Josh Duffee admits that his Bix Beiderbecke Memorial Jazz Festival schedule is intense. The 32-year-old percussionist will be playing with three groups and performing more than a dozen times over five days, but he said it's not exhausting.
"Usually, by Monday, I'm feeling it a little bit, but ... it's kind of like Christmas for me," he said in a phone interview last week. "I'm going to take advantage of every single second I can get, and if I can sleep on Tuesday, August 7, then I'll go ahead and do that."
The Bix fest opens on Thursday, August 2, with a full slate of concerts the three days after that and an event on Monday, August 6: a show at one of Bix's old haunts - Jim's Knoxville Tap, formerly known as the Bluebird Inn - on the 81st anniversary of his death at age 28. Most concerts will be held in the RiverCenter, the Adler Theatre, and LeClaire Park. (For a full schedule of events, visit BixSociety.org/festival.html.)
Duffee will, of course, be leading his own 12-member orchestra, but he'll also be playing with the Jimmy Valentine Quintet and Andy Schumm & His Flatland Gang. His packed itinerary is a reminder that traditional jazz - and specifically the jazz of the 1920s - is in good hands. Duffee's clear enthusiasm and obvious dedication ensure that the music of Bix's time will be heard for a long time.

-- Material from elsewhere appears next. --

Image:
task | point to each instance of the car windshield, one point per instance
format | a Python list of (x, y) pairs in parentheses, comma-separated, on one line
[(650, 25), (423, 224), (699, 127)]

Duffee said that he got his first exposure to traditional jazz at age 15, but he didn't attend the Bix fest until after high-school graduation in 1998 as member of the Bix Youth Jazz Band. "Every time the Bix fest would be taking place," he said, "that's when we would be taking a family vacation to Minnesota" - timed to coincide with a Deere & Company plant shutdown.
But that first Bix, he said, was "like heaven. ... I think I listened to almost every single band. I even forgot to eat my meals."
He started Josh Duffee & His Orchestra in 2001, and even in his early 20s he showed an unexpected maturity. When he called musicians to be in the band, he said, he crossed people off his list whose first question was how much he was paying; he wanted people who were excited about playing the music.
And a year later, Duffee said, his outfit was the first local band to play the main stage at the Bix fest in more than 30 years.
Duffee said that when he first started his ensemble, he had 45 charts for arrangements of songs - many from Vince Giordano, known for his musical appearances on A Prairie Home Companion, Woody Allen films, and HBO's Boardwalk Empire.
"Now," he said, "I'm up to about 5,000." People from around the world offer him charts - which is important because you can't find them in music stores. A widow in Oregon, for example, sent him her late husband's library.
Outside of concert appearances, Duffee said, people learn about him from YouTube videos, which he said are the "new calling card. ... You tell people, 'Go to YouTube; you can actually see what I do.'"
They're attracted to his youth and his authenticity, from his playing style to how he styles his hair. ("I kind of look the part," he said.)
Duffee said he's preparing to record a new CD for release in 2013, with the goal of showcasing different styles and bands of his favorite era. Music from that period survives, he said, but it's hard for many modern listeners to get past the sound quality of recordings from eight or nine decades ago.
Hearing the music as part of an audience, he said, removes that barrier: "It's better to have a group like mine that can reintroduce the music to the community, and you don't hear it in the form of a 78; you actually hear musicians playing it live."
When I asked Duffee whether he thinks he was born at the wrong time, he admitted that "we would've given our left arm to have been able to see those bands playing and been a part of that. ... But I also then turn it around and look at it like I was born at this time to keep the music going of the '20s - kind of a torchbearer."